Just finished Louis Adamic's 1934 classic on class violence in America,
Dynamite: The Story of Class Violence In America, and was struck by the relevance of his observations made almost 80 years ago:
"The humanistic or social interests of the country have been fighting a feud with Big Business for seven or eight decades.Occasionally the social will gets worked up and acting through political parties and the Government, imposes itself upon business and makes it behave, or tries to make it behave, at least for a little while, until business , with its single minded purpose, finds a way to rid itself of social control.....
Society must always compel business to function for the social good, and not only for the social good but for the good of business itself. Business would have ruined itself and the country long ago , were it not for occasional spurts of social action to curb it."
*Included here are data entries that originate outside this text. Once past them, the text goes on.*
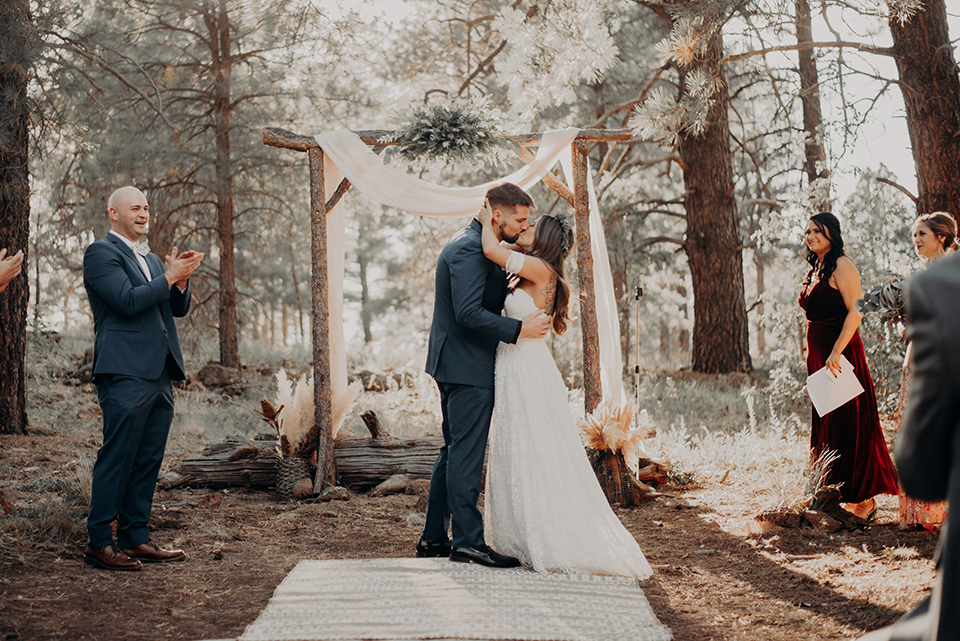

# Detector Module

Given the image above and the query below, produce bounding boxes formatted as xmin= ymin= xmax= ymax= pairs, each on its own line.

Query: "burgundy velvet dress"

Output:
xmin=800 ymin=279 xmax=897 ymax=503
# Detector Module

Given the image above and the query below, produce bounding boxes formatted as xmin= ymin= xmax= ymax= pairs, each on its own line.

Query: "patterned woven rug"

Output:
xmin=239 ymin=559 xmax=670 ymax=641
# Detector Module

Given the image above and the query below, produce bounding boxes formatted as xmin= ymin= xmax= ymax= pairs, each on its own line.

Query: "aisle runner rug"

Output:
xmin=239 ymin=559 xmax=670 ymax=641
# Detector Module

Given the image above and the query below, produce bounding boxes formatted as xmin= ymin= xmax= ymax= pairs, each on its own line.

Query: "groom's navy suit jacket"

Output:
xmin=426 ymin=219 xmax=522 ymax=389
xmin=83 ymin=234 xmax=190 ymax=380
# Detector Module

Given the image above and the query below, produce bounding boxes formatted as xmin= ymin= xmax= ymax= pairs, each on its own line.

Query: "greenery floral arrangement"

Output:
xmin=380 ymin=98 xmax=506 ymax=167
xmin=577 ymin=401 xmax=656 ymax=473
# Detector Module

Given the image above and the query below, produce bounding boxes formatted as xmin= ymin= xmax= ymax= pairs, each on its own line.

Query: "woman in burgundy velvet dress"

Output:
xmin=800 ymin=212 xmax=897 ymax=518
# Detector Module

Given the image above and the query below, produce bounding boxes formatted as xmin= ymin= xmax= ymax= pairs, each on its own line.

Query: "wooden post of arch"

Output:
xmin=263 ymin=127 xmax=632 ymax=484
xmin=570 ymin=140 xmax=603 ymax=414
xmin=307 ymin=147 xmax=337 ymax=494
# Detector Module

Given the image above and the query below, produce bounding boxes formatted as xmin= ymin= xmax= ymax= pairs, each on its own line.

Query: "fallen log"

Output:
xmin=173 ymin=436 xmax=443 ymax=492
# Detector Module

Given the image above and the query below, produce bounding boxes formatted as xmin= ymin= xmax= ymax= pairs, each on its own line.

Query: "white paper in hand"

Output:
xmin=807 ymin=354 xmax=863 ymax=417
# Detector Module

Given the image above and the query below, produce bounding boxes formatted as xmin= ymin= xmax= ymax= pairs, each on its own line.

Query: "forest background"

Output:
xmin=0 ymin=0 xmax=960 ymax=433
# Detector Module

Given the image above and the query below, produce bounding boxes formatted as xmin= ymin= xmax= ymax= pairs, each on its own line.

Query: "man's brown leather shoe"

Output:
xmin=83 ymin=543 xmax=140 ymax=572
xmin=120 ymin=541 xmax=187 ymax=563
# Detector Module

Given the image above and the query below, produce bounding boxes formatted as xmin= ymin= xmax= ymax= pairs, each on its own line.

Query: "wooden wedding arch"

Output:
xmin=263 ymin=127 xmax=633 ymax=493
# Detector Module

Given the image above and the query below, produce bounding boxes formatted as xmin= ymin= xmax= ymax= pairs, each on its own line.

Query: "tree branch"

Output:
xmin=877 ymin=177 xmax=920 ymax=204
xmin=720 ymin=41 xmax=894 ymax=65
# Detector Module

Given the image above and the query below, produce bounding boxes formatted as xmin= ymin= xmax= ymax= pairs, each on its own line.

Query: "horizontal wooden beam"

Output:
xmin=263 ymin=127 xmax=633 ymax=151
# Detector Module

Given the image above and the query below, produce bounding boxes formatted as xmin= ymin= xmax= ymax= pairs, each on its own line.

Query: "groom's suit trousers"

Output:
xmin=423 ymin=382 xmax=493 ymax=547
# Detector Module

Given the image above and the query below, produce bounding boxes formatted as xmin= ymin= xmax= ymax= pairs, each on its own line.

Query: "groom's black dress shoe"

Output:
xmin=417 ymin=539 xmax=450 ymax=559
xmin=450 ymin=544 xmax=521 ymax=568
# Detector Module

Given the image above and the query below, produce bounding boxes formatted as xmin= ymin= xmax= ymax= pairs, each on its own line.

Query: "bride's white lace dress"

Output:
xmin=483 ymin=289 xmax=651 ymax=578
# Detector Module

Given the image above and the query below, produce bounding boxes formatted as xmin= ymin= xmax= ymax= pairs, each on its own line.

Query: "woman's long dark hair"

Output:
xmin=914 ymin=211 xmax=958 ymax=251
xmin=527 ymin=216 xmax=573 ymax=334
xmin=803 ymin=211 xmax=846 ymax=285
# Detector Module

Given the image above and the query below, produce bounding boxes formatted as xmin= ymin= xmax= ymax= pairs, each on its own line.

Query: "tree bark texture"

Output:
xmin=796 ymin=0 xmax=830 ymax=211
xmin=0 ymin=0 xmax=36 ymax=434
xmin=571 ymin=140 xmax=603 ymax=414
xmin=890 ymin=0 xmax=960 ymax=218
xmin=307 ymin=147 xmax=337 ymax=493
xmin=680 ymin=31 xmax=752 ymax=374
xmin=204 ymin=0 xmax=240 ymax=368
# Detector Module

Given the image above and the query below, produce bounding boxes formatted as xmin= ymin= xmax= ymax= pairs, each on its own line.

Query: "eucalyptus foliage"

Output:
xmin=383 ymin=99 xmax=505 ymax=167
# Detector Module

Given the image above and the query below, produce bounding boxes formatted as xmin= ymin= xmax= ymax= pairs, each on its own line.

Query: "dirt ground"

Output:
xmin=0 ymin=382 xmax=936 ymax=641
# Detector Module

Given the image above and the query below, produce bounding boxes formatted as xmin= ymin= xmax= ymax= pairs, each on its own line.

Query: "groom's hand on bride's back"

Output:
xmin=520 ymin=309 xmax=550 ymax=338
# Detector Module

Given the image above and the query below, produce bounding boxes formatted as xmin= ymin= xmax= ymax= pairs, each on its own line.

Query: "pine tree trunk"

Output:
xmin=0 ymin=0 xmax=35 ymax=434
xmin=680 ymin=31 xmax=752 ymax=373
xmin=796 ymin=0 xmax=830 ymax=211
xmin=357 ymin=249 xmax=373 ymax=345
xmin=204 ymin=0 xmax=240 ymax=368
xmin=890 ymin=0 xmax=960 ymax=218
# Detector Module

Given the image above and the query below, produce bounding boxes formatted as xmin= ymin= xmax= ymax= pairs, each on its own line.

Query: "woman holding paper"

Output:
xmin=897 ymin=212 xmax=957 ymax=530
xmin=800 ymin=212 xmax=897 ymax=520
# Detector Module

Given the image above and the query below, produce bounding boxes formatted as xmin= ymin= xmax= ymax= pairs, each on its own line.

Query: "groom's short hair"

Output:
xmin=487 ymin=183 xmax=536 ymax=209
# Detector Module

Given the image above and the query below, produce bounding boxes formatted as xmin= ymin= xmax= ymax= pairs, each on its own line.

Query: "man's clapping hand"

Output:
xmin=520 ymin=309 xmax=550 ymax=338
xmin=0 ymin=249 xmax=23 ymax=292
xmin=163 ymin=247 xmax=203 ymax=289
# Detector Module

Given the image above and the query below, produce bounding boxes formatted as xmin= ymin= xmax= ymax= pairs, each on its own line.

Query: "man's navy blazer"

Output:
xmin=426 ymin=219 xmax=522 ymax=389
xmin=83 ymin=233 xmax=190 ymax=380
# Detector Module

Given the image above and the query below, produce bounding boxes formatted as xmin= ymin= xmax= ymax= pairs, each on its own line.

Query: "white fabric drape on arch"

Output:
xmin=316 ymin=127 xmax=625 ymax=429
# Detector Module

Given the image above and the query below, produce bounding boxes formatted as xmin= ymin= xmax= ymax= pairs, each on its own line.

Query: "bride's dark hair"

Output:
xmin=527 ymin=216 xmax=573 ymax=334
xmin=803 ymin=211 xmax=846 ymax=285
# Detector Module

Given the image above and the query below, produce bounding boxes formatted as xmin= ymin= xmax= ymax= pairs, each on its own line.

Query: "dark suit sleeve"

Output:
xmin=894 ymin=278 xmax=960 ymax=501
xmin=170 ymin=280 xmax=191 ymax=318
xmin=83 ymin=243 xmax=170 ymax=316
xmin=449 ymin=245 xmax=522 ymax=343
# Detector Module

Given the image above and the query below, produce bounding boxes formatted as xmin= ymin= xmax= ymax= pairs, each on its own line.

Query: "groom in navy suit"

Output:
xmin=83 ymin=187 xmax=203 ymax=570
xmin=417 ymin=183 xmax=550 ymax=567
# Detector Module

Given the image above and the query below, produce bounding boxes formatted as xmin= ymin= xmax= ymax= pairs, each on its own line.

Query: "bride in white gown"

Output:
xmin=480 ymin=200 xmax=651 ymax=579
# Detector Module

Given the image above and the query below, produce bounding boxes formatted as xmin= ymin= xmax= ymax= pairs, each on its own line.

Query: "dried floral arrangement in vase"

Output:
xmin=578 ymin=400 xmax=667 ymax=506
xmin=257 ymin=369 xmax=318 ymax=499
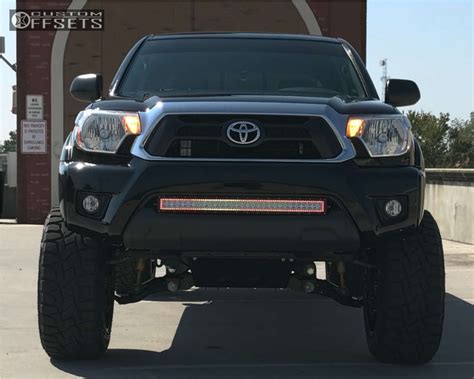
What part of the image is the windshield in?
[118,37,366,98]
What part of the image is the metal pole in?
[0,54,16,72]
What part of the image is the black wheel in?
[364,211,445,364]
[38,209,114,359]
[115,259,156,295]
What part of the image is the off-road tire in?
[364,211,445,364]
[38,209,114,359]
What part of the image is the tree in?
[0,131,16,153]
[448,112,474,168]
[407,111,450,167]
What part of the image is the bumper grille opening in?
[158,197,326,214]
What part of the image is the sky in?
[0,0,474,141]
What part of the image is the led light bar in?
[159,197,326,214]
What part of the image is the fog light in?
[82,195,99,213]
[385,200,402,217]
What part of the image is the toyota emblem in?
[227,121,261,145]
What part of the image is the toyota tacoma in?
[38,33,445,364]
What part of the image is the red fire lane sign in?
[21,120,46,154]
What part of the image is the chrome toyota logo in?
[227,121,261,145]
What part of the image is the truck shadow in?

This could have just as easily been written anytime in the past 4 or forty years. It also sheds some light on the origins of anti government rhetoric so popular on the Right and emanating from Corporate sources. Even in 1934 Adamic recognized the potential for catastrophe Corporate interests represented:
"They control, it is safe to say, every important process of the country's economic activity and, therby, directly or indirectly influence every other phase of our national life. Indeed, every now and then they threaten, with their enormous money power , to gain full sway over the Government and overcome the social will."
Very insightful reading considering it predates rampant globalization, the rise of the transnational Corporate entity, media concentration, the Koch brothers, Citizens United, and all the other more modern aspects of unrestrained capitalism.